In this context, the courts made zoning laws—and their use to oppress African-Americans—more palatable. Communities used “deed clauses,” “restrictive covenants,” and community association by-laws—with explicitly racist provisions—to some effect. Eventually, the Supreme Court would again explicitly restrict discrimination in buying and selling property—with Jones v. Mayer in 1968—this time, under the 13th Amendment as a Civil Rights ruling.

In Civil Rights in the Gateway to the South, Tracy K'Meyer describes such matters for Louisville from 1945 to 1980. She notes that, as a border city, Louisville would have been expected to have relatively good record, compared to the South. But being a border city also gave Louisville a greater opportunity to rationalize lesser gains and cover for whatever civil rights sins it had. 
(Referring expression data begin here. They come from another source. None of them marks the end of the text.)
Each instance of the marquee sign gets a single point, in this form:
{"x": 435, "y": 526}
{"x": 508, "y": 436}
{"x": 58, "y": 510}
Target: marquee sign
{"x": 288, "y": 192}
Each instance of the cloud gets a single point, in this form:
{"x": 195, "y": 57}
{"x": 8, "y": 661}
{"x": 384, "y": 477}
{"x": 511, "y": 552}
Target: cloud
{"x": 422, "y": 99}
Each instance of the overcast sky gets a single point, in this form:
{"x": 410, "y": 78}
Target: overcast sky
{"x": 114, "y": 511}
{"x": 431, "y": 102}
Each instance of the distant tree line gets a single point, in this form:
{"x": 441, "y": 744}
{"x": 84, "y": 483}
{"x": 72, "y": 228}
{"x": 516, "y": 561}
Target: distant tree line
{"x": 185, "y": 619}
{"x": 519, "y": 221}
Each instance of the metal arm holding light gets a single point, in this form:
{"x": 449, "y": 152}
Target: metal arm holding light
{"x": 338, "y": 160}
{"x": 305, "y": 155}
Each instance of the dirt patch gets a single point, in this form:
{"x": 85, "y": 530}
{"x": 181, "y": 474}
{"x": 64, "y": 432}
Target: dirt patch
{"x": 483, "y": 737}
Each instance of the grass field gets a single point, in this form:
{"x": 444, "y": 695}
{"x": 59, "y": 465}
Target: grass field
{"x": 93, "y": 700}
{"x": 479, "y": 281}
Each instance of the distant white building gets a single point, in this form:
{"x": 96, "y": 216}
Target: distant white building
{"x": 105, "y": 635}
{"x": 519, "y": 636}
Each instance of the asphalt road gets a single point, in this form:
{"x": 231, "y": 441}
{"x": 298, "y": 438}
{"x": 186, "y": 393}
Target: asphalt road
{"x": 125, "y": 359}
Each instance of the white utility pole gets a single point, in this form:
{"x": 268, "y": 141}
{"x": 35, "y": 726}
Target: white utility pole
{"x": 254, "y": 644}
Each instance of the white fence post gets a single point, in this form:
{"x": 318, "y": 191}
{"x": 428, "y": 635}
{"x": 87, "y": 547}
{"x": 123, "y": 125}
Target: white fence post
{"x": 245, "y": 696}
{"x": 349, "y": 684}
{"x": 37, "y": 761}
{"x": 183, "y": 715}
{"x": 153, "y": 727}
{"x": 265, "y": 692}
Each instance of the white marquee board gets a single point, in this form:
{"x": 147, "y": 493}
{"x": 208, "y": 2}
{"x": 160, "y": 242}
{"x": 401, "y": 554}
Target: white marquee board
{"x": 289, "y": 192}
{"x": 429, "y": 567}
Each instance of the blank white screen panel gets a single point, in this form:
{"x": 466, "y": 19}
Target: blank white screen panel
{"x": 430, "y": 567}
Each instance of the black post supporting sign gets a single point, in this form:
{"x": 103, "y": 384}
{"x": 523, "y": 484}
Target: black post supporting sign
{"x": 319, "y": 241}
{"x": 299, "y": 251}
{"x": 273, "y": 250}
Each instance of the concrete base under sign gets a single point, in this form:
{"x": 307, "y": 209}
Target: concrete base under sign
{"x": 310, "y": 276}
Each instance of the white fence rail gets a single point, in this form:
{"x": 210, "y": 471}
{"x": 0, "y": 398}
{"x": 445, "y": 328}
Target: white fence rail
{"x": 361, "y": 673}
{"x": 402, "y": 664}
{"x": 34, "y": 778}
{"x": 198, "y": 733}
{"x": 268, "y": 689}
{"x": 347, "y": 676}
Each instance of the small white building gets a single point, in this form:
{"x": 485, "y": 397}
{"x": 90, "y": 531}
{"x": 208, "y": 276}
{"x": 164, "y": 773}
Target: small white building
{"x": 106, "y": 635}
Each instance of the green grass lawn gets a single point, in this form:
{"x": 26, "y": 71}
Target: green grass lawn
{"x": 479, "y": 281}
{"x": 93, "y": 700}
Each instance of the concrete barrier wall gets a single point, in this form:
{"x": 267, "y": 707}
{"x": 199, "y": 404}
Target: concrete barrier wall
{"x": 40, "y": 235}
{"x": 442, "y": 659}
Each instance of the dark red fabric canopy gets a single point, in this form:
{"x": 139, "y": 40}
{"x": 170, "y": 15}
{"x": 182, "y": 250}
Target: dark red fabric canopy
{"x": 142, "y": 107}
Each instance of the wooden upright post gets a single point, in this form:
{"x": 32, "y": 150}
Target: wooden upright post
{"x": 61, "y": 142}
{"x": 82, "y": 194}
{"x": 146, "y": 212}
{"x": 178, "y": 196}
On housing, K’Meyer tells the story of the Wades and the Bradens. In 1954, the Carl and Anne Braden bought a house in a white neighborhood in Shively and signed over the deed to the Wades. Despite the violence and threats of their opponents, the only arrest was Andrew Wade and a friend for “breach of the peace,” when the friend showed up without first notifying the police. Carl Braden was charged with sedition and sentenced to 15 years, but the verdict was overturned on appeal.

Segregated neighborhoods have historically been seen as de facto thru market preferences: consumers in tandem with realtors and banks. As such, “white flight” and economic decline often resulted in a chicken/egg downward spiral for neighborhoods. Rothstein says that this theory has “some truth, but it remains a small part of the truth” within a far larger one: until the last quarter of the 20th century, many cities had “racially explicit policies” with bureaucratic enforcement. These laws were systematic and forceful enough that the racial outcomes are better considered de jure—by law and public policy.

All of this reminds me of Walter Williams' terrific point about Apartheid in South Africa. Anecdotal discrimination is annoying, but it results in modest segregation, as each side largely avoids the other. With moderate levels of discrimination, it's common for separate (and often thriving) markets to arise. Unless discrimination is complete, you'll find some mixing, from people who don't care about race all that much. And that was the role of the law in this context—to enforce the majority (racist) view on people who didn't hold racist views—to prohibit them from engaging in trade and other activities with those of other races. 

One of the beauties of markets is that people engage in mutually beneficial trade. Competition and an interest in greater personal well-being generally encourage people to work with each other cooperatively. But the law can be used to enforce racism and other views by force. History teaches us to be wary of such efforts.